Tarik Mira intervient dans le cadre de cette série d’entretiens sur le hirak pour faire le bilan du mouvement populaire et en souligner les divers acquis. Pour Tarik Mira, le pouvoir préfère avoir affaire à un champ de ruines qu’à un interlocuteur fort… comme le PAD. Entretien.

DzVID : Une année déjà depuis que le Mouvement populaire s’est mis en marche pour s’opposer au 5e mandat et revendiquer une rupture radicale avec le système. Quel bilan en faites-vous ?

Tarik Mira : Le bilan est positif car pour la première fois depuis l’indépendance les Algériens de toute région se sont unis derrière des mots d’ordre rassembleurs et démocratiques. C’est un énorme gain à la fois politique, idéologique et symbolique. Deuxièmement, comme dans tous les pays quand la crise éclate, les divisions internes se font jour. Il y a par conséquent affaiblissement du régime de façon définitive.

Et, chose plus intéressante, les scandales sont dévoilés.
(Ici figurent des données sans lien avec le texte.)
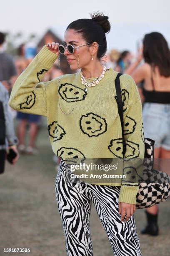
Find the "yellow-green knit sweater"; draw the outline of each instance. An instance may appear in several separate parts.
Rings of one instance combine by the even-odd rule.
[[[79,73],[61,76],[60,83],[59,77],[41,82],[57,57],[43,46],[16,80],[9,105],[21,112],[47,117],[52,150],[64,160],[74,156],[83,159],[122,158],[115,84],[118,72],[108,69],[99,83],[88,87],[87,92]],[[127,144],[125,158],[143,159],[142,105],[138,90],[128,75],[122,75],[120,81]],[[72,110],[69,115],[63,113]],[[138,184],[111,181],[102,184],[121,186],[119,202],[136,203]]]

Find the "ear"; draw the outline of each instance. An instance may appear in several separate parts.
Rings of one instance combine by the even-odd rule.
[[[89,47],[89,50],[91,54],[94,55],[98,51],[99,45],[97,42],[93,42]]]

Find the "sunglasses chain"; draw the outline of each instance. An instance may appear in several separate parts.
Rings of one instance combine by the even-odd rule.
[[[78,48],[77,48],[78,49],[78,69],[79,69],[79,53],[78,52]],[[59,84],[60,84],[60,87],[61,85],[61,65],[60,65],[60,54],[59,54],[59,68],[60,68],[60,77],[59,77]],[[75,80],[75,83],[77,84],[77,78],[78,78],[78,74],[76,74],[76,80]],[[60,110],[61,110],[61,111],[62,111],[62,112],[64,113],[65,114],[65,115],[69,115],[70,114],[71,114],[71,113],[73,111],[74,108],[75,108],[75,106],[72,109],[72,110],[71,110],[71,111],[69,113],[65,113],[65,112],[64,112],[62,109],[61,108],[61,106],[60,105],[60,101],[59,101],[59,96],[58,96],[58,105],[60,107]]]

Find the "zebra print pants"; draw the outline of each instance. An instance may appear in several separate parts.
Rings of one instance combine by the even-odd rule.
[[[68,182],[71,171],[65,172],[66,166],[61,161],[55,189],[67,255],[93,256],[90,228],[92,202],[115,256],[141,256],[133,215],[127,222],[120,220],[118,201],[120,187],[90,184],[79,179],[77,183]]]

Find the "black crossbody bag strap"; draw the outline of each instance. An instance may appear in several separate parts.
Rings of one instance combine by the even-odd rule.
[[[123,74],[121,73],[118,73],[115,79],[115,86],[116,87],[116,95],[117,98],[117,103],[118,108],[118,112],[119,116],[120,117],[121,128],[122,128],[122,139],[123,141],[123,155],[124,157],[125,153],[126,150],[126,143],[125,141],[125,138],[123,136],[123,128],[124,128],[124,121],[123,121],[123,104],[122,99],[122,93],[121,91],[120,84],[120,77]]]

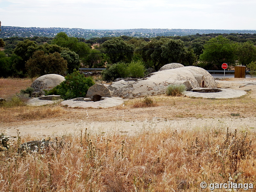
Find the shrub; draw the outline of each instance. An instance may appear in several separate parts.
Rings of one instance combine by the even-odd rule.
[[[141,78],[145,76],[146,69],[141,61],[132,61],[127,68],[129,76],[134,78]]]
[[[108,65],[106,69],[101,72],[102,80],[106,81],[112,81],[117,78],[125,78],[128,75],[127,65],[122,62],[112,65]]]
[[[66,76],[59,87],[55,88],[58,94],[67,100],[85,96],[89,88],[94,84],[92,78],[85,77],[74,69],[73,73]]]
[[[4,151],[9,148],[8,141],[9,138],[4,134],[0,135],[0,151]]]
[[[181,96],[182,92],[186,90],[186,86],[183,84],[170,84],[167,87],[166,94],[172,96]]]
[[[101,75],[103,80],[111,81],[117,78],[128,77],[143,77],[145,71],[141,61],[132,61],[129,64],[120,62],[112,65],[107,65],[106,70],[101,72]]]
[[[136,101],[132,106],[134,108],[141,108],[156,107],[157,104],[150,98],[146,97],[144,99]]]

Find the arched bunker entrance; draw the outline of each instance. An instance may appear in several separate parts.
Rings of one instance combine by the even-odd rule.
[[[100,101],[101,97],[112,97],[111,91],[108,88],[108,86],[109,85],[93,85],[88,90],[86,96],[87,97],[92,97],[92,101],[94,102]]]
[[[100,98],[102,97],[100,95],[94,95],[92,96],[92,101],[95,102],[95,101],[98,101],[100,100]]]

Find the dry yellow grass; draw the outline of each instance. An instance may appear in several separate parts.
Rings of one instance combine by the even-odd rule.
[[[0,122],[47,119],[55,122],[83,119],[87,113],[88,122],[111,121],[113,117],[132,120],[135,116],[140,120],[156,116],[169,119],[228,117],[231,113],[238,113],[241,117],[255,117],[256,100],[250,94],[230,100],[149,97],[157,106],[147,108],[140,98],[128,101],[124,106],[106,109],[2,107]],[[134,108],[136,103],[140,104],[138,108]],[[121,113],[123,115],[120,117]],[[52,145],[45,151],[22,155],[17,153],[17,141],[12,141],[9,150],[0,152],[0,191],[210,191],[200,188],[202,181],[209,184],[229,181],[255,186],[254,129],[227,133],[221,127],[209,125],[178,131],[165,127],[157,132],[141,127],[132,136],[111,132],[93,134],[84,129],[81,135],[52,137]],[[21,140],[42,139],[30,135]]]
[[[28,78],[0,78],[0,97],[4,99],[10,98],[19,92],[21,89],[30,87],[34,80]]]
[[[55,118],[67,113],[63,108],[57,106],[0,107],[0,122],[4,123]]]
[[[255,132],[226,131],[166,128],[129,136],[84,130],[52,139],[44,152],[22,156],[14,143],[0,152],[0,190],[201,191],[202,181],[255,185],[256,146],[250,144]]]

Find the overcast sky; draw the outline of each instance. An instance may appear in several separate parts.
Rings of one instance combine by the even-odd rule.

L’Algérien est édifié devant la rapine à laquelle s’est adonné le système. Un vrai système mafieux a pris place au cœur du système pour mettre le pays en coupe réglée. Désormais, on en a les preuves et ce n’est plus de la supputation. La perception des choses a changé considérablement. Et, par conséquent, le crédit du pouvoir est perdu définitivement.

Quels sont concrètement les acquis du mouvement populaire sur lesquels il sera difficile de revenir ?

Tarik Mira : Le premier acquis sur lequel il est difficile non pas d’y revenir mais de le manipuler, c’est cette conscience unitaire sur laquelle est venue se fracasser la propagande anti-kabyle, le vieux croquemitaine berbère déguisé en zouave.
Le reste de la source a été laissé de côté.